Detection machines, on the other hand, can do just that. Wary of systems that rely on interpretation by checkpoint workers and security agents, technology firms have been building more automation into their devices. The neuron-based scanning of HiEnergy's SIEGMA 3E3 and others claim to go beyond alerting operators to potentially dangerous materials by also identifying chemical compounds. "You're getting the doglike detection along with the benefits of imaging and of automation," Kant says. "As these things come online, the requirements for dogs at airports become less."
But most observers, even on the business side, say technology will never replace dogs. "To rely on any one element, whether a biological solution or a technological solution, is a huge error," says Thomas. "The fact that we can send luggage through a sensor and not have a dog screen every bag that comes through the airport makes good economic sense. At the same time, if an airplane runs out on the tarmac [with a bomb threat], we have a tool we can take right out there immediately-and a tool that has not been calibrated to one or two odors, but whatever odors we have identified as likely threats."
In fact, far from rendering dogs obsolete, Thomas says technology has made them more valuable. Scientists have decoded the dog's genome-the sequencing of its DNA-meaning they have identified the set of genes that shape specific behaviors, such as "independent possession," a dog's desire to get a toy and hang on to it.
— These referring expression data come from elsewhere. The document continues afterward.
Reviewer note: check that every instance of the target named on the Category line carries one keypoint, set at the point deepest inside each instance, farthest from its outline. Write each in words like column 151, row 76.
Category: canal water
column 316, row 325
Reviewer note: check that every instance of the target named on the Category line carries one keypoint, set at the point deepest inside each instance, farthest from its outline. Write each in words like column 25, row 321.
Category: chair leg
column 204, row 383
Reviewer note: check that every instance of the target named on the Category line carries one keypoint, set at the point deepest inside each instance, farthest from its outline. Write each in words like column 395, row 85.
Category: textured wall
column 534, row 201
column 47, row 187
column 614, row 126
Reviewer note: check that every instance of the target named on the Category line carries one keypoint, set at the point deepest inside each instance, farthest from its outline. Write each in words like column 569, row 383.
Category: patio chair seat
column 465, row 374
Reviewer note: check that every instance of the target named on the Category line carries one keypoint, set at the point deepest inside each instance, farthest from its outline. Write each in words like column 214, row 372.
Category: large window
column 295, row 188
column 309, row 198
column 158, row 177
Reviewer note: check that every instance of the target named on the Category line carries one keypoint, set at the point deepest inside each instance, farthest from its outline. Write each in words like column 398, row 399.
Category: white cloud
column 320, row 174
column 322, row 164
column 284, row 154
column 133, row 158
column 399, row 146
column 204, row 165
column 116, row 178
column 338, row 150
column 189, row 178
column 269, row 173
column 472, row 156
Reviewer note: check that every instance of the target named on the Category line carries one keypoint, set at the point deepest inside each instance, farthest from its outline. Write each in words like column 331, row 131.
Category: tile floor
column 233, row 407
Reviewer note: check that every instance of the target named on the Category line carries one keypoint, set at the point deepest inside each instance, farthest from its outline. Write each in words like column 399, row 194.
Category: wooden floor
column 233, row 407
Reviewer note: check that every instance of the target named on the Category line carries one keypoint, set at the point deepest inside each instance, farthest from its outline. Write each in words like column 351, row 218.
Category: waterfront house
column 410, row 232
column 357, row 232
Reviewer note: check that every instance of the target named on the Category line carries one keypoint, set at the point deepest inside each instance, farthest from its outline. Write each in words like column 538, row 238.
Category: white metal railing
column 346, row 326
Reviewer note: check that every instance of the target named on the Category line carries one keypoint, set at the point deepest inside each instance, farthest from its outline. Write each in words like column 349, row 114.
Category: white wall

This means breeders can target specific characteristics that make for better bomb-sniffers. "We'll be custom-designing dogs for purposes of detection," says Thomas. "We call them Labrador retrievers; there may come a day we call them Labrador detectors." Thomas says TSA received a $2 million grant for genetic research to further define which genes produce instincts especially suitable for bomb-sniffing.
And the agency already has begun such work. Many of its dogs come from Europe, where most other U.S. government agencies and private organizations purchase their detection dogs. TSA has a breeding program, which began at the start of this decade and now produces 100 puppies a year-each named after a victim of Sept. 11. The program includes Labrador retrievers, because of their instinct for toy play; vizslas, because they are more sensitive smellers; and now, a new custom breed: the Vizslador. By crossbreeding, TSA hopes to produce puppies with the best attributes of each. In the future, Thomas says the agency is interested in incorporating the signaling instincts of the "pointing breeds," which signal hunters when they smell game. "Let's not think of a dog as an old tool that can't be improved on," he says. "It can, with current technology."